Трупов не стало меньше. Осуждающими взорами они встречали и провожали Дьяченко, когда он внезапно натыкался на них в черном смоге, среди почерневших развалин лабиринта. Мертвецы протягивали к человеку одеревеневшие конечности, цепляясь за его одежду и душу, пытаясь остановить его бег. А Валька и впрямь бежал — сломя голову, напролом, не глядя под ноги, казалось, позабыв о цели своего бега.
На лету сорвал с одного трупа шейный платок, с другого — железную маску, на бегу завязал себе рот, надел на глаза маску — вроде стало легче дышать. У третьего выхватил копье и медный щит… и только тогда заметил, что всю дорогу бежит по странной колее, иссеченной поперек какими-то глубокими зубцами. А рядом такая же параллельно вьется, завлекая в мрачные трущобы, где нет уже ни коридоров, ни комнат, где месиво из обломков, где мертвецы распадаются быстрей, чем сгорит спичка, а тени едят их вместо червей… Боже, это же следы от гусениц Оззо! Значит, неподалеку тот злосчастный лукр, чертов колодец, исток, положивший начало двум зубчатым рекам.
Дальше Дьяченко стал пробираться чуть ли не на цыпочках, затаив дыхание, вжав голову в плечи… Рука, сделав молниеносный мах, казалось, самопроизвольно метнула копье вперед и влево. Чмяк! Копье насквозь пробило грудь безухому демону. Второго хлопа, одичавшим псом кинувшегося из-за груды камней, Валька оглушил по голове щитом. Фу-ух! Вытер пот со лба. Господи, что еще ждет его впереди? Страх отпустил, как внезапно отпускает долгая боль. В душе тревожно и звонко запела крошечная скрипка. Дьяченко улыбнулся, чувствуя, как волна азарта захватывает его. Скоро он увидит… Земля под ним вдруг разверзлась, и он, беспомощно хватая руками воздух, провалился в бездну.
Слава Богу, бездна имела дно — со всей дури Валька шмякнулся об него левым боком. «Мать твою!» — вскрикнул от резкой боли, зарычал, замычал, потирая ушибленный бок, ощупывая то место, куда судьба кинула его, как паршивое кошеня. «Темно и тихо, как в гробу», — вполголоса оценил ситуацию. Дно было неровным, наполовину засыпанным острым колким мусором, на ощупь напоминающим яичную скорлупу. Глаза быстро привыкали к полумраку, одновременно пахнущему порохом и разлагающейся мертвечиной.

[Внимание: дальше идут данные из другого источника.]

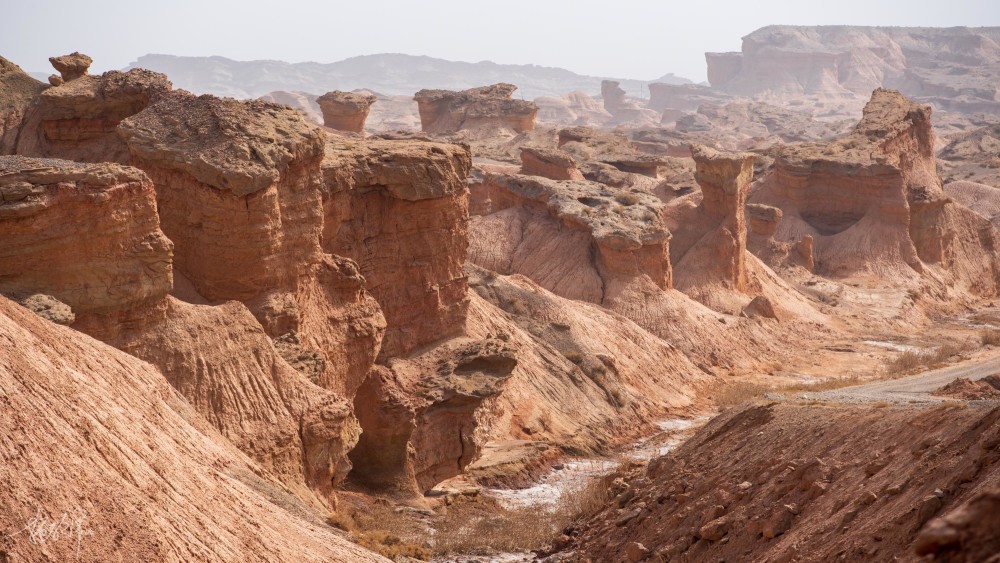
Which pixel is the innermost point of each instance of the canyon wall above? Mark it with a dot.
(872, 202)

Встав на четвереньки, Дьяченко продолжил осторожно изучать руками дно. Колодец был не так уж велик — каких-то неполных три метра в диаметре. «Если это тот самый чертов лукр, — размышлял Валька, — то где-то здесь должен валяться мой Оззо». Перебирая осколок за осколком, ощупывая пядь за пядью, он вдруг наткнулся на что-то продолговатое и мягкое, неприятно чавкнувшее под его рукой. Валька с опаской склонился над находкой — фу, какая ужасная вонь! Так и есть — это чья-то оторванная или отрубленная конечность, наполовину сгнившая, брызнувшая в него какой-то дрянью. В ужасе Дьяченко за доли секунды отлетел к противоположной стенке лукра, дрожа, прижался спиной к холодному камню. Вальку едва не вырвало, когда он вновь представил ту мерзкую руку… Руку. Стоп! В ней была зажата одна вещица, что-то она ему напомнила. Неужели… Поборов брезгливость и страх, подчинившись необъяснимому предчувствию, Дьяченко подкрался к мертвой руке. Скривившись, на мгновение задержав дыхание, попытался разжать склизкие пальцы. Куда там — пальцы крепче стали! Ударил наотмашь мечом, другой раз, третий! Куски мертвой плоти летели в стороны, будто щепки из-под топора. Немалая часть их угодила на одежду, на Валькину кожу. К дьяволу, как все осточертело! Как достал его этот ад с лицедеем сатаной и крысами демонами!..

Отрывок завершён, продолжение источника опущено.